Connect to iGPU Lab

IMPORTANT: If you are NOT on campus, before continuing with these steps, please make sure that you have successfully logged into https://rds.syr.edu/ and have an active session.

To use the Interactive GPU Learning Lab (IGL):

  1. Open a web browser, preferably Edge or Chrome, and then navigate to maxlabs.maxwell.syr.edu
  2. Log in using your SUID. Once logged in you will be presented with your RemoteLab Pool options.
  3. Select the pool named “ARCLAB -T1000 GPU Workstation Cluster”.

After selecting the ARCLAB pool, you will be presented with the ability to make a reservation for one of the GPU Workstations. To do so, find and click the “make my reservation” button. After clicking the button, you will be taken to another screen showing that you have reserved a workstation. Here, click the button “connect to remote lab” to download the RDP File.

Please note, some browsers will automatically download this RDP file directly into your Downloads folder on your computer. Check there for the file if the file isn’t readily presented to you.

Upon opening the RDP file, you should see that it already has your username completed for you. You just need to put in your password and click OK to login. At this point, you have successfully reserved and connected to the IGL!

Please feel free to contact us directly at: ICTResearch@syr.edu if you experience any difficulties or have any questions about this resource.

Conda Environments

We’ve pre-created (3) three pre-configured conda environments that should allow you to execute some general python scripts/notebooks you may come across the internet with from your research. These are “GPU-Enabled” and should allow you to quickly toil with some python concepts prior to having to create an actual environment.

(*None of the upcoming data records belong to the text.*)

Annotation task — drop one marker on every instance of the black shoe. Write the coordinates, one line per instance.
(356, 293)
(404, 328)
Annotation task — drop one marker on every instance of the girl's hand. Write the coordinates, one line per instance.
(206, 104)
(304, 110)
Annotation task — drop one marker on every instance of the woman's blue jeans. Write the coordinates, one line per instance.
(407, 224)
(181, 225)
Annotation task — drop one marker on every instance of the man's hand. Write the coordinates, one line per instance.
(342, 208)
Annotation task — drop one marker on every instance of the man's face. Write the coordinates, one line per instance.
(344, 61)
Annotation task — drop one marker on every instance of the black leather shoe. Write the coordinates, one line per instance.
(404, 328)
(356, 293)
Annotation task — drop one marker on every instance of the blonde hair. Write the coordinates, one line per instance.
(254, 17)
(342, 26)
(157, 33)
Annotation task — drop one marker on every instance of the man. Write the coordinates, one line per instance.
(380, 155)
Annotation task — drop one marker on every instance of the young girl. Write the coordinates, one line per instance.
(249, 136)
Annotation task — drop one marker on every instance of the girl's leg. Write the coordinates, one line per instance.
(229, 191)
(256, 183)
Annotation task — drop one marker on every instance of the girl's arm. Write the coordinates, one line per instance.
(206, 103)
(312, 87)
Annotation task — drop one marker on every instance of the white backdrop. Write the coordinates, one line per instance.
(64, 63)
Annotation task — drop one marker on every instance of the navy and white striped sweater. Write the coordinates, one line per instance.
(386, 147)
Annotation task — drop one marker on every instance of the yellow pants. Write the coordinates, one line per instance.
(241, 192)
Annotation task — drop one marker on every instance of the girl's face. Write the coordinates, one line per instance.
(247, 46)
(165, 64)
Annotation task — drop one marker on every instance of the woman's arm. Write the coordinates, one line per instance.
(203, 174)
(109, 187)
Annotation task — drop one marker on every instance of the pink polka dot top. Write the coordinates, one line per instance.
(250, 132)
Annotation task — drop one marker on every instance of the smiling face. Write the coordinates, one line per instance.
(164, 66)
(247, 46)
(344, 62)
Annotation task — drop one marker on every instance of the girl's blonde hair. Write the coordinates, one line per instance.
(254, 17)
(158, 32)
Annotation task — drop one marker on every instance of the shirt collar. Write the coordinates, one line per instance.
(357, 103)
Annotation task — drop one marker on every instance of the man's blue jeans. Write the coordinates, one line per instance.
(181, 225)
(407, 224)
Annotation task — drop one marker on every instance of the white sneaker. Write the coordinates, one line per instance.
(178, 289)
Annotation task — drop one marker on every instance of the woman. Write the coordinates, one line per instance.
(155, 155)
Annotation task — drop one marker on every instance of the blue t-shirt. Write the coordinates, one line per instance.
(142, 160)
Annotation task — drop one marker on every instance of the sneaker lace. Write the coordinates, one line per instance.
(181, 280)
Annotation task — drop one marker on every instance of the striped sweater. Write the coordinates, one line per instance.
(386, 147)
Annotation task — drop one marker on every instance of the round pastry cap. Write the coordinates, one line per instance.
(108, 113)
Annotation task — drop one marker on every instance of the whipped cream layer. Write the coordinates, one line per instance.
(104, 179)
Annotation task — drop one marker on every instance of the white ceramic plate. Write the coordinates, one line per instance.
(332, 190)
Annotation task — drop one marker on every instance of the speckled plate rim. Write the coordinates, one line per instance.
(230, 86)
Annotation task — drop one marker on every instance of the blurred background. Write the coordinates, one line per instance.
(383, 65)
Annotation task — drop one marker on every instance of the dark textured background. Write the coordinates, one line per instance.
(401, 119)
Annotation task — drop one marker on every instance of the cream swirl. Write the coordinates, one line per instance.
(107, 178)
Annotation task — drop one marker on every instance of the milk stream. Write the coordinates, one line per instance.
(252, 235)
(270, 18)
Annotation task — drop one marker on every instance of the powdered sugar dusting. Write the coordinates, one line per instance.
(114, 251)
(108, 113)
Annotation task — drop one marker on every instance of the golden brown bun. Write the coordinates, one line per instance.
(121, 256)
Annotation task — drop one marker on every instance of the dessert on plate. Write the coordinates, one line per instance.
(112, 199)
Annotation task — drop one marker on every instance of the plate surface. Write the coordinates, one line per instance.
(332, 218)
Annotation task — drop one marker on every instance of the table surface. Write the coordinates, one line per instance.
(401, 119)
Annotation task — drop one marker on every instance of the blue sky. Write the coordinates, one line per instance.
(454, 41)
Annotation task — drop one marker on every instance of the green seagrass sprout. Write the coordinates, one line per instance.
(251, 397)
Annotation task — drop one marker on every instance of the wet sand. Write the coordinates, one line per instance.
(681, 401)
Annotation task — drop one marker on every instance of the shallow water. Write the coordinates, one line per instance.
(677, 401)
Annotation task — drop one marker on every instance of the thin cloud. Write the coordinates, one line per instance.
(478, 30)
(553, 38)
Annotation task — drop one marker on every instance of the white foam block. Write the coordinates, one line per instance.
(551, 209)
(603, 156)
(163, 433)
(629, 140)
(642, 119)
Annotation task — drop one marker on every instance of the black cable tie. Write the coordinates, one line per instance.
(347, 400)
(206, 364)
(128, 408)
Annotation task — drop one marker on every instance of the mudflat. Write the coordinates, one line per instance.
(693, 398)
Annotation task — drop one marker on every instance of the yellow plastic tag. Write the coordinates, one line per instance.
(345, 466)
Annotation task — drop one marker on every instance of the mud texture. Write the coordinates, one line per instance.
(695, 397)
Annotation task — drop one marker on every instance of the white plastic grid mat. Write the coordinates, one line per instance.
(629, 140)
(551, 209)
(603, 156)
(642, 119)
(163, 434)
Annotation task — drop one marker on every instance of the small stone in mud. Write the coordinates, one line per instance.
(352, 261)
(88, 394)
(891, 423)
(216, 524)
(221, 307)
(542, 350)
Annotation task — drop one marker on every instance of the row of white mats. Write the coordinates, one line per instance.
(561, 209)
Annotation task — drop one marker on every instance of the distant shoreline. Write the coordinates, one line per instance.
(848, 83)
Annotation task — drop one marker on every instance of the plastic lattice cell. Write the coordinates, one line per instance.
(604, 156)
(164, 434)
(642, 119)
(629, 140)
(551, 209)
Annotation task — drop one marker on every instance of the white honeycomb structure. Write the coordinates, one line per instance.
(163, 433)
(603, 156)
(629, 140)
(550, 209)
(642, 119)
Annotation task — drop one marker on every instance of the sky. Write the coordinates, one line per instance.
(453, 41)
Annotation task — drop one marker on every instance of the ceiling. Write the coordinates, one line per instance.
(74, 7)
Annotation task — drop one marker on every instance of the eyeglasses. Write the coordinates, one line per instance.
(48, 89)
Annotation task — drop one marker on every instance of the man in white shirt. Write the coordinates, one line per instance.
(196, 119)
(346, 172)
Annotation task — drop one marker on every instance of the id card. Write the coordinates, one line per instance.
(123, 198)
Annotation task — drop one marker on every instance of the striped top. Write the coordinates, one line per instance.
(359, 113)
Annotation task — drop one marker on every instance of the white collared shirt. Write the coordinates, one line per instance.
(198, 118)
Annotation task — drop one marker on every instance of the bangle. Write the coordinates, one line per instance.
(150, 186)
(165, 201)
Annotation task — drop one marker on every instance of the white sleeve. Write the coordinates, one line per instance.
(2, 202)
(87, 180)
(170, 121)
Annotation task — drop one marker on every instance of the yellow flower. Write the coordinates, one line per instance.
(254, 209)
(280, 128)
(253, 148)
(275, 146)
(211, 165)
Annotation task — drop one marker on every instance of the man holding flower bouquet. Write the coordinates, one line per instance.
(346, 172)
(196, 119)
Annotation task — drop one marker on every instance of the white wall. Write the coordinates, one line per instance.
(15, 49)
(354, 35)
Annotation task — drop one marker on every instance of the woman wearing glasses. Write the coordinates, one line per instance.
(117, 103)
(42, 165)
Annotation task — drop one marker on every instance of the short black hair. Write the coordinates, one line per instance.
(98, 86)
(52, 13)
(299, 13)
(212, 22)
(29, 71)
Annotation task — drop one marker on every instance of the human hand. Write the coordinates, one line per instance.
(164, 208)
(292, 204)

Getting Started: Pre-Configured Conda

These three environments are related to their versions, so for Python Version 3.7, the environment is named: py3.7.  For Versions 3.8 and 3.9 (the other two environments), those would be named: py3.8 and py3.9 respectively.

Consistent across them all, you will find some version of the following packages installed (version determined at install-time):

  • NumPy
    • Pandas
    • Scipy
    • Matplotlib
    • SciKit-Learn
    • PyTorch
    • Scrapy
    • Statsmodels
    • Seaborn
    • Plotly
    • Jupyter
  • Additionally installed is TensorFlow version 2.9
    • This includes TensorFlow-GPU and Keras

You can activate any of these (3) three environments from the base environment by running the following where “X” is the Minor Version.

conda activate py3.X

When you have completed your efforts/work with your script/notebook – or if you want to switch between conda environments – you will need to deactivate the current environment first, by running the following:

conda deactivate

Note, you do not need to specify the environment here.